The commission will meet February 26 to March 9, 2007, at the United Nations headquarters in New York City.

Delegates experience the commission's work through meetings at the U.N. and numerous parallel events and caucuses. It is anticipated that they will use their new knowledge and experience to raise awareness of women's issues and be an active voice with government officials and church leaders during the UNCSW and when they return home

View a link to the application to join the delegation and more information about the UNCSW.

In a joint effort of the Episcopal Church and the Office of the Anglican Communion Observer at the U.N., delegates from across the United States and the Anglican Communion will participate in the event. The theme for 2007 is "The elimination of all forms of discrimination and violence against the girl child."

While in New York, delegates will attend plenary sessions at the United Nations and participate in dialogue with other delegates regarding women's concerns in the Church and the world. Some will choose a particular focus to follow, such as increasing the number of women at the decision-making tables, girls' education, or human trafficking. Parallel meetings during the UNCSW are numerous and cover diverse topics providing more personal and in-depth coverage of issues taken up by the commission.

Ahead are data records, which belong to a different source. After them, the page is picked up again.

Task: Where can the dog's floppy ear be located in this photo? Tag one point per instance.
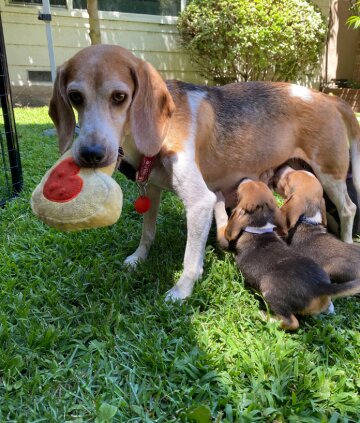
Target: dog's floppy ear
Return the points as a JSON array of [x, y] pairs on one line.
[[61, 112], [323, 212], [237, 222], [151, 109]]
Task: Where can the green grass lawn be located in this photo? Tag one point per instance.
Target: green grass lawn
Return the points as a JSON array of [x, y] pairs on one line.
[[84, 340]]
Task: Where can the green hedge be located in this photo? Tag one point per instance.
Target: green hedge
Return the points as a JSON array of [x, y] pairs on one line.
[[232, 40]]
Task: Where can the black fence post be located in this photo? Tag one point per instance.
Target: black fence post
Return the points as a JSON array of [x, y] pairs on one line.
[[14, 163]]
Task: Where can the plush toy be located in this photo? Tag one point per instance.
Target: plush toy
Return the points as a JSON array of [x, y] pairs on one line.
[[71, 198]]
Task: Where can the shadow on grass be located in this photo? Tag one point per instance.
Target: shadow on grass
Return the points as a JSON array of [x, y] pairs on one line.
[[84, 339]]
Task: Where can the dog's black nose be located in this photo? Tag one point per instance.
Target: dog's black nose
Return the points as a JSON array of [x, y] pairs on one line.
[[92, 155]]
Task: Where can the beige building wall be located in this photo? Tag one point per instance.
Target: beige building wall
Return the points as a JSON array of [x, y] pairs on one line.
[[153, 38]]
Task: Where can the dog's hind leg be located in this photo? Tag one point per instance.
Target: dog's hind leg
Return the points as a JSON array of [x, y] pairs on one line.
[[148, 230], [337, 191]]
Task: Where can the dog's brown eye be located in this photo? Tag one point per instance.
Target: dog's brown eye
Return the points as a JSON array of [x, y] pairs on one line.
[[118, 97], [76, 97]]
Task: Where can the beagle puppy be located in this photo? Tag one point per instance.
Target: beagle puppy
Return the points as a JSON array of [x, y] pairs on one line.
[[304, 213], [290, 283], [201, 139]]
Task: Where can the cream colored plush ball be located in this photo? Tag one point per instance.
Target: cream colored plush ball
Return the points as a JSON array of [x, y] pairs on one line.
[[70, 198]]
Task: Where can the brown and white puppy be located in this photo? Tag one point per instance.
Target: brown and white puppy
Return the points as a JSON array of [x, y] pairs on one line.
[[205, 138], [290, 283], [304, 212]]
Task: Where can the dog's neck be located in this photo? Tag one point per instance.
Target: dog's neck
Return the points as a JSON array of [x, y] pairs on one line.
[[269, 227], [312, 220]]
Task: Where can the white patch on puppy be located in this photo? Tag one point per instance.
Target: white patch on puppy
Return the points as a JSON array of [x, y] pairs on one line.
[[301, 92]]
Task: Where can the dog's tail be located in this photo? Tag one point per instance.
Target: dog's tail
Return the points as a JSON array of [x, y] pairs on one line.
[[338, 290], [353, 128]]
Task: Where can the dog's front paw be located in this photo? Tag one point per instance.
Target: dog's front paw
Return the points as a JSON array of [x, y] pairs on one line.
[[176, 294]]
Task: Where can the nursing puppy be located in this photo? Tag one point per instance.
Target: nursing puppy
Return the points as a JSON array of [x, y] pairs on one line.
[[304, 213], [290, 283]]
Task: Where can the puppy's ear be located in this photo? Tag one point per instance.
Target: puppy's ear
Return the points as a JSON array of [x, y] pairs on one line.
[[61, 112], [280, 222], [237, 222], [292, 209], [151, 109]]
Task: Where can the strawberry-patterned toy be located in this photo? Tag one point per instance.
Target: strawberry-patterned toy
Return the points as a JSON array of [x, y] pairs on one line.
[[71, 198]]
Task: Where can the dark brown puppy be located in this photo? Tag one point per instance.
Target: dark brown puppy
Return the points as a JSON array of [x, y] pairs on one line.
[[290, 283], [304, 213]]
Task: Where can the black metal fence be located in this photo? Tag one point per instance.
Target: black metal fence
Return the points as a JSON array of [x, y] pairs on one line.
[[10, 164]]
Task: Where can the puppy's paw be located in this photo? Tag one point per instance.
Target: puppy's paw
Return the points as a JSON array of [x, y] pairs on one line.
[[133, 261], [219, 197]]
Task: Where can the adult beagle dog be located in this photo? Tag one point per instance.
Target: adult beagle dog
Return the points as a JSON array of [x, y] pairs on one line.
[[305, 216], [290, 283], [204, 138]]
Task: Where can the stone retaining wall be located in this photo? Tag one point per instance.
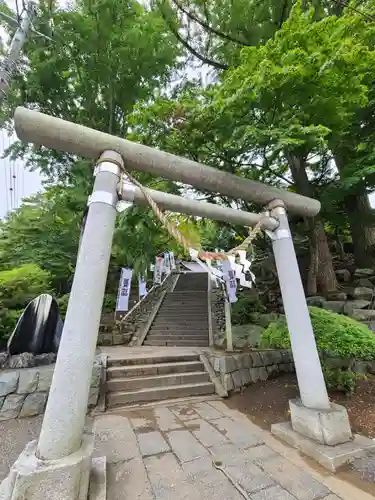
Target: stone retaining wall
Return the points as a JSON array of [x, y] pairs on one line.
[[24, 392], [133, 323], [237, 371]]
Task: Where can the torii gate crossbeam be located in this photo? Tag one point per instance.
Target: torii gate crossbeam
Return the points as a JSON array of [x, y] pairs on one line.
[[61, 460]]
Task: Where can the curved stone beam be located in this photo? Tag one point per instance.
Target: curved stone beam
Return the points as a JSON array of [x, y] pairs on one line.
[[54, 133], [179, 204]]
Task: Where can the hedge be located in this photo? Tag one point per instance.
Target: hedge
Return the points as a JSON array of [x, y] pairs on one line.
[[336, 336]]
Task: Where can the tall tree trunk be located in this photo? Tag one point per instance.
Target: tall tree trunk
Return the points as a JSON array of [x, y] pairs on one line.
[[321, 275], [361, 221]]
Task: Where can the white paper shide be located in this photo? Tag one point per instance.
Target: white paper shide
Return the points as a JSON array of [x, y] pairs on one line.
[[124, 289]]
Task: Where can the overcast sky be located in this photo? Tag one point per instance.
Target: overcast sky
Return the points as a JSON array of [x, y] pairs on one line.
[[25, 183]]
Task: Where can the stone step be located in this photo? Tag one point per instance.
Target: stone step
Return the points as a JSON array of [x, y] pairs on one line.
[[152, 360], [177, 336], [192, 306], [155, 394], [166, 325], [183, 314], [170, 379], [176, 343], [155, 369]]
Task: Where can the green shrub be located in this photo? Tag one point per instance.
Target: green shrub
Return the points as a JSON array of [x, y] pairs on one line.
[[246, 309], [336, 336], [8, 320], [20, 285]]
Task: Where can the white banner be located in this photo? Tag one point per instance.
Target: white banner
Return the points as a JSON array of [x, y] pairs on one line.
[[124, 290], [158, 270], [172, 260], [230, 279], [167, 264], [142, 286]]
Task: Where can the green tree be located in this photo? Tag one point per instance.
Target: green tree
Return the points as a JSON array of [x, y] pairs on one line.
[[278, 115]]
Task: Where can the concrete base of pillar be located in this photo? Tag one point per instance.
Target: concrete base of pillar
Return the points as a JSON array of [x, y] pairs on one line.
[[330, 457], [329, 427], [63, 479]]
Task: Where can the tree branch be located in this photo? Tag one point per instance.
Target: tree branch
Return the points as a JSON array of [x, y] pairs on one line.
[[195, 53], [208, 27]]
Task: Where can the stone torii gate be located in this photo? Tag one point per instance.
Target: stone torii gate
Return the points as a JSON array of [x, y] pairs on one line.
[[58, 466]]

Episcopal delegates officially join the Anglican Consultative Council delegation, which in the past has included between 80 to more than 100 delegates, making it the largest non-governmental organization to participate in the commission. The meeting brings thousands of women from around the world to New York to address the challenges raised by the U.N. Millennium Development Goals (MDGs) and the Beijing Platform for Action (BPfA) as they affect women and children.

UNCSW was established as a commission of the United Nation's Economic and Social Council in 1946 to promote women's rights in political, economic, civil, social and educational fields.

During the 1990s, the U.N. convened a series of conferences and summits, including the Fourth World Conference on Women in Beijing in 1995. From this conference came the Beijing Platform for Action, specifying twelve critical areas of concern that required immediate strategic action to further the advancement and empowerment of women.

These conferences, and the progress in identifying goals at Beijing, provided the impetus for the international community to come together at the Millennium Summit in 2000. It was at this summit that the U.N. Millennium Declaration was created and the Millennium Development Goals with their measurable targets to be achieved by 2015 were set.

A resolution passed at the 75th General Convention last June in Columbus, Ohio, established the work toward achievement of the MDGs as a mission priority for the coming triennium. The work at UNCSW relates to all the MDGs, but particularly to Goal 3: Promote gender equality and empower women.

The participation of women from the Anglican Communion has been facilitated through the efforts of Anglican Women's Empowerment (AWE). Founded by Phoebe Griswold and a small steering committee, AWE's mission is to empower women's voices at the U.N. and within the worldwide Anglican Communion, as well as to deepen the commitment to worldwide reconciliation and shared work for peace and justice.

"If you have a passion to serve women -- in your work, your community, your world --whose lives are adversely affected by their gender, you have much to give and gain from participating," said Kathy Deasy, a 2006 delegate from Arizona.

"Women who are interested in making a difference in this unique setting are encouraged to apply to become a delegate," said the Rev. Margaret Rose, director of the Office of Women's Ministries at the Episcopal Church Center.